Les rôles sont pour l’instant très bien répartis : à Joko Widodo (Jokowi comme il est surnommé par tous les Indonésiens) les apparitions publiques, les visites de terrain et l’image de la ville. A Basuki Tjahaja Purnama (surnommé Ahok, vice-gouverneur) la gestion quotidienne de la pléthorique administration locale. Le premier, Javanais, traditionnellement poli et respectueux, a d’ores et déjà fait oublier l’image arrogante, cassante et colérique de son prédécesseur Fauzi Bowo. Le second, chrétien d’origine chinoise, au style très direct, n’a pas peur de mettre les responsables locaux, trop souvent engoncés dans leurs privilèges et leur inaction, face à leurs responsabilités.
Ahok lui n’a pas hésité, dans un souci de transparence auquel les fonctionnaires sont peu habitués, à filmer ses réunions avec l’administration et à les rendre disponibles à chacun sur YouTube. L’initiative a là encore enchanté les électeurs. La première vidéo a été vue par plus d’un million de personnes. Après un peu plus de cent jours à la tête de Jakarta la cote de popularité de Jokowi et Ahok n’a donc pas encore connu de tendance à la baisse. Il serait pourtant naïf de penser que cela s’étendra sans effort dans la durée. Malgré une transparence nouvelle et appréciée, la nouvelle paire exécutive ne conservera le crédit dont elle bénéficie que si elle parvient à s’attaquer efficacement aux maux de Jakarta. Ceux-ci sont nombreux mais chacun sait les priorités : transports et inondations.
Jokowi a déjà lancé plusieurs programmes, notamment les cartes donnant accès aux soins et à l’éducation pour les plus pauvres. Initiatives populaires et populistes par excellence, celles-ci font désormais partie du tronc commun offert par chaque candidat à chaque élection, partout dans l’archipel. On attend davantage de Jokowi, et si de Solo, où il fut maire juste avant, celui-ci avait une vision forcement limitée des affres de la capitale, les récentes inondations doivent marquer le vrai départ de son action.
C’est « grâce » aux inondations que ces différents projets ont été rapidement soutenus par le président. Jokowi doit désormais profiter des circonstances pour mettre tous ces projets à exécution. Rapidement. Avant que l’émoi suscité par les effets de la pluie ne retombe.
Dans le même temps, le gouverneur est attendu sur les transports. 2013 doit être l’année du commencement de la construction du MRT. Elle doit être une année de refonte des services du TransJakarta et d’une solution pour limiter les déplacements automobiles dans la ville.

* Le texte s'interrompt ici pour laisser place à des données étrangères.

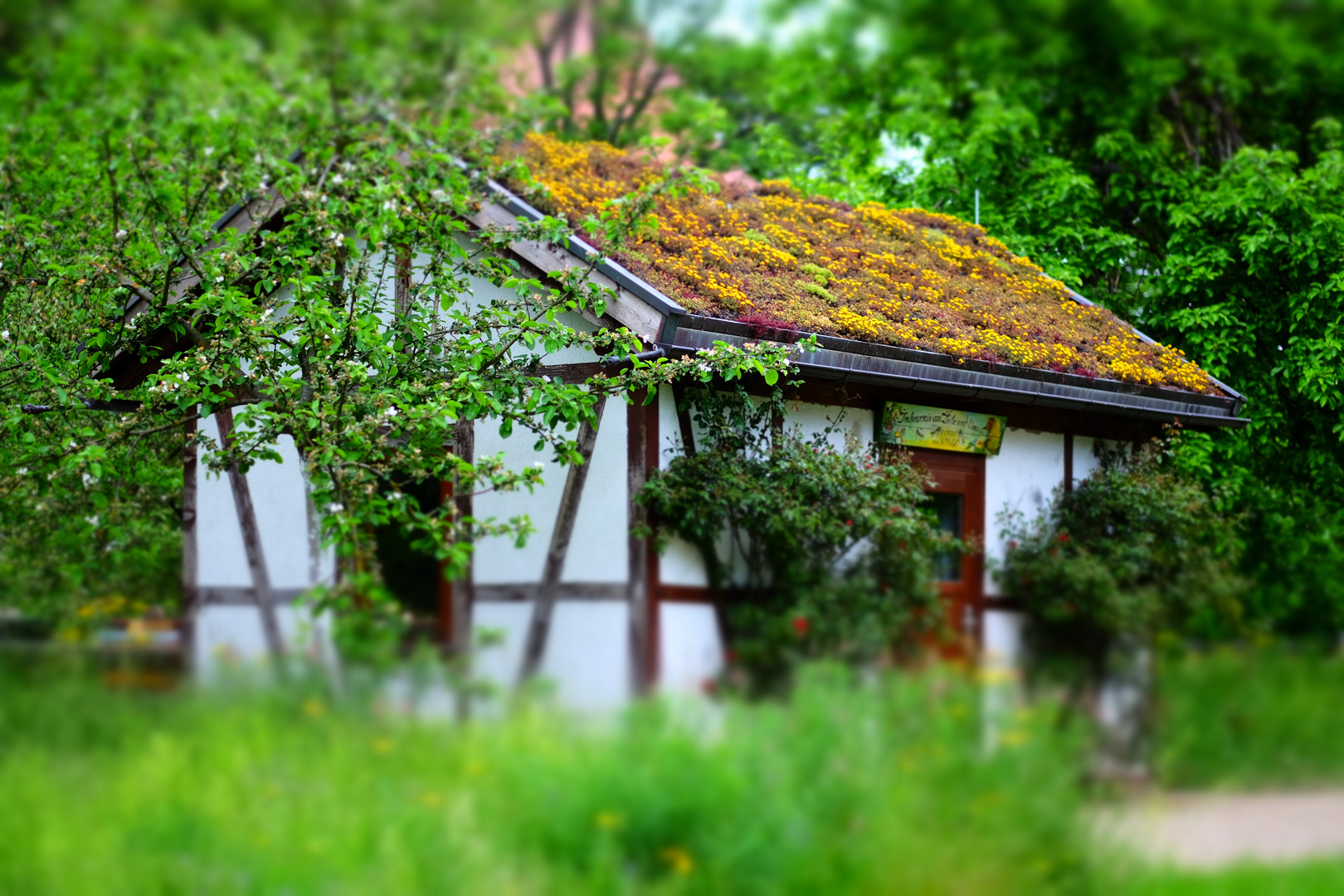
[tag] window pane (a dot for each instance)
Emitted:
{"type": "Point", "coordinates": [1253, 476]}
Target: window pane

Toutes ces initiatives, qu’elles soient liées aux inondations ou aux transports, ne pourront toutefois jamais être couronnées de succès sans une prise de conscience individuelle et collective des habitants de Jakarta. Ceux-ci sont à la fois une cause et une solution aux problèmes. Leur manque d’éducation au volant contribue à la situation sur les routes et leur manque d’éducation environnementale contribue aux inondations. Un changement des consciences par l’éducation et la répression permettrait le succès des initiatives précédemment exposées.
Face à tous ces défis Jokowi peut compter sur le soutien du peuple. Et pas seulement celui de Jakarta. Grâce à son image et à sa communication, Jokowi est devenue une icône nationale. Cette image doit lui servir à mener ces projets à bien.